Property Expense Analysis. In another scenario, a local investor wanted to acquire a 78-unit multifamily property in Dallas and requested 80 percent LTV and 30-year amortization financing. The property operating income analysis demonstrated adequate cash flow to support the requested loan amount. However, due to discrepancies between the mortgage banker’s financial analysis and that of the appraiser, the underwriter countered with a 15 percent reduction in loan proceeds.

The key differences between the analyses were related to rent concessions, maintenance, and payroll. The seller recently had performed renovation work on the property, and to offset tenant inconvenience during the renovation period, it offered generous tenant concessions that were atypical of the submarket. To provide evidence that the rent concessions were tied to the renovation activity, the mortgage banker provided documentation supporting the timing and extent of the seller’s renovation work. Another result of providing this evidence was a reduction in forecast repairs and maintenance relative to historical expenses. Additionally, the business plan and the buyer’s forecast payroll were provided to support a reduced labor expense structure in relation to the seller’s historical payroll. With the proper documentation to support these requests, the investor achieved 100 percent of requested loan dollars.

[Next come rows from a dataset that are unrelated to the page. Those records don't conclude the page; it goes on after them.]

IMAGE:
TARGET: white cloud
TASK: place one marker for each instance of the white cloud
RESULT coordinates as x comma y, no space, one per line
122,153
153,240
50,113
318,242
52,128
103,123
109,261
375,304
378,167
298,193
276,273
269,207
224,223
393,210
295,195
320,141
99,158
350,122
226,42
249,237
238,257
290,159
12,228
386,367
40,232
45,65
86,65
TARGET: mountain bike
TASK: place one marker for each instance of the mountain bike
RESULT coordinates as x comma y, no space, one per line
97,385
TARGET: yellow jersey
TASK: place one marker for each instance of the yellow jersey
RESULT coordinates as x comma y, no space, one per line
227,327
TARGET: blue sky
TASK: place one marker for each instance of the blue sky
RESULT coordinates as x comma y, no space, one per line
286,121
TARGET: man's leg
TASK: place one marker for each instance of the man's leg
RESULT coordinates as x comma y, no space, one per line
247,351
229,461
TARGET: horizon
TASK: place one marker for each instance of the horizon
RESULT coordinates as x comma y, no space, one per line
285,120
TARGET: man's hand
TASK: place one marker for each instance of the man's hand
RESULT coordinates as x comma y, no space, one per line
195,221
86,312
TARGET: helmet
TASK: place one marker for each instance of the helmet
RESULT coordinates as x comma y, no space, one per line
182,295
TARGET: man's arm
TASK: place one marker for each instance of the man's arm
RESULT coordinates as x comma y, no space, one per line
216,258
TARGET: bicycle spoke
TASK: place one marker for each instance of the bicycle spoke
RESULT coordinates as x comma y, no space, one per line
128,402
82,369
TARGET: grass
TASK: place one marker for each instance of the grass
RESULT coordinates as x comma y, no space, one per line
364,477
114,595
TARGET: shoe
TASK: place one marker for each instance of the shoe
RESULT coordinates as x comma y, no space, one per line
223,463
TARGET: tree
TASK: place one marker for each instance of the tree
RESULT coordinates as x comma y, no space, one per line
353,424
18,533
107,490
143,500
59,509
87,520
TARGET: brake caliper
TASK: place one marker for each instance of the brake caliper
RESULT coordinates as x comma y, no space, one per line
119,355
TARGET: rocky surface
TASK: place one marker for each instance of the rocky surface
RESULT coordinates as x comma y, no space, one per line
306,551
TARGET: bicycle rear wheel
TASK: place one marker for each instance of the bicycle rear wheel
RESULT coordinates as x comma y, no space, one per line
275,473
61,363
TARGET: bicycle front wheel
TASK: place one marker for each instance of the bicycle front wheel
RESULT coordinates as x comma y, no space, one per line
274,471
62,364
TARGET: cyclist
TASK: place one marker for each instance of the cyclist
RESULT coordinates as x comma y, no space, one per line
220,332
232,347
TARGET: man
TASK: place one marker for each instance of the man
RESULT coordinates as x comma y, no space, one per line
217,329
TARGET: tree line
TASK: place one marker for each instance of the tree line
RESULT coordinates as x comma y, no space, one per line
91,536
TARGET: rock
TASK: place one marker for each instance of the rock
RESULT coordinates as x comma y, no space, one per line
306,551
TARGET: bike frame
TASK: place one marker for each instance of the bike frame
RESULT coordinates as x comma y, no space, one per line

Comparable Sales Analysis. For a 56-unit multifamily property in Shreveport, La., a borrower requested 80 percent LTV and 30-year amortization financing to complete the acquisition. After the completion of preliminary underwriting, a Houston-based appraiser traveled to Shreveport to perform a site visit and location and site characteristic comparisons between the property and its comparables.

For transactions involving small markets, valuation work sometimes requires an appraiser to travel to an unfamiliar or out-of-state location. This lack of familiarity creates a challenge for the appraiser in identifying the best sources of information for relevant, reliable data on market rents and sales comparables.

In this situation, the initial comps obtained by the appraiser did not support the property’s contracted sales price. However, the buyer was an experienced local investor who was familiar with the area’s property values, rents, and expense levels. The mortgage banker requested input from the listing agent in assessing the quality and relevance of the selected comparables. The key factor in evaluating the comps was Hurricane Katrina’s impact on the Shreveport apartment market, which experienced both a surge in tenant demand and a significant increase in investor interest after the storm, resulting in a more-robust investment market and lower capitalization rates. Incorporating this information with local market knowledge, the agent identified several other relevant comparable sales. The mortgage banker analyzed the comps and presented them to the underwriter and appraiser, resulting in increased appraised value and a loan funding at the full amount requested by the borrower.

A mortgage banker’s expertise goes beyond loan sourcing; it literally can make or break transactions. Qualified mortgage bankers can help to assess the risks associated with proposed transactions as well as the accuracy of transaction pricing in relation to the market.